I'm surprised to see that no one has diaried about yesterday's rejection of a settlement between Bank of America and the SEC, which delivers the parties -- and BoA in particular -- such a devastating, guffaw-inducing smackdown that it shouldn't be missed.
The nut of the case is that BoA allegedly lied to its stockholders about whether Merrill Lynch executives would be paid bonuses after BoA took over the collapsing firm. Apparently, the SEC's filing of the case was accompanied by a settlement offer, in which, according to the decision, "Bank of America, without admitting or denying the accusations, would be enjoined from making future false statements in proxy solicitations and would pay to the S.E.C. a fine of $33 million." Whereupon Judge Jed S. Rakoff of the U.S. District Court, Southern District of New York, delivers his first deliciously forthright assessment of the matters at hand:
In other words, the parties were proposing that the management of Bank of America – having allegedly hidden from the Bank’s shareholders that as much as $5.8 billion of their money would be given as bonuses to the executives of Merrill who had run that company nearly into bankruptcy – would now settle the legal consequences of their lying by paying the S.E.C. $33 million more of their shareholders’ money.

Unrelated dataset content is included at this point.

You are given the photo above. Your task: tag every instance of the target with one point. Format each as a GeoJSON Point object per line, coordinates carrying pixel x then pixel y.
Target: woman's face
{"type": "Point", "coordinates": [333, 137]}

Judge Rakoff (are District Court judges called "Judge" or "Justice"?) then rejects the settlement as "neither fair, nor reasonable, nor adequate," offering as his first argument that "it does not comport with the most elementary notions of justice and morality, in that it proposes that the shareholders who were the victims ofthe Bank’s alleged misconduct now pay the penalty for that misconduct."
[T]he notion that Bank of America shareholders, having been lied to blatantly in connection with the multi-billion-dollar purchase of a huge, nearly-bankrupt company, need to lose another $33 million of their money in order to “better assess the quality and performance of management” is absurd.
Some more choice morsels:
Moreover, it is noteworthy that, in all its voluminous papers protesting its innocence, Bank of America never actually provides the Court with the particularized facts that the Court requested, such as precisely how the proxy statement came to be prepared, exactly who made the relevant decisions as to what to include and not include so far as the Merrill bonuses were concerned, etc.
But all of this is beside the point because, if the Bank is innocent of lying to its shareholders, why is it prepared to pay $33 million of its shareholders’ money as a penalty for lying to them?
It is one thing for management to exercise its business judgment to determine how much of its shareholders’ money should be used to settle a case brought by former shareholders or third parties. It is quite something else for the very management that is accused of having lied to its shareholders to determine how much of those victims’ money should be used to make the case against the management go away.
Overall, indeed, the parties’ submissions, when carefully read, leave the distinct impression that the proposed Consent Judgment was a contrivance designed to provide the S.E.C. with the facade of enforcement and the management of the Bank with a quick resolution of an embarrassing inquiry – all at the expense of the sole alleged victims, the shareholders. Even under the most deferential review, this proposed Consent Judgment cannot remotely be called fair.
Our learned judge even displays a literary streak:
Oscar Wilde once famously said that a cynic is someone “who knows the price of everything and the value of nothing.” Oscar Wilde, Lady Windermere’s Fan (1892). The proposed Consent Judgment in this case suggests a rather cynical relationship between the parties: the S.E.C. gets to claim that it is exposing wrongdoing on the part of the Bank of America in a high-profile merger; the Bank’s management gets to claim that they have been coerced into an onerous settlement by overzealous regulators. And all this is done at the expense, not only of the shareholders, but also of the truth.
The judge takes a few shots at the SEC as well, which I'll leave the reader to discover.
Justice was done this day -- both prosaic and poetic.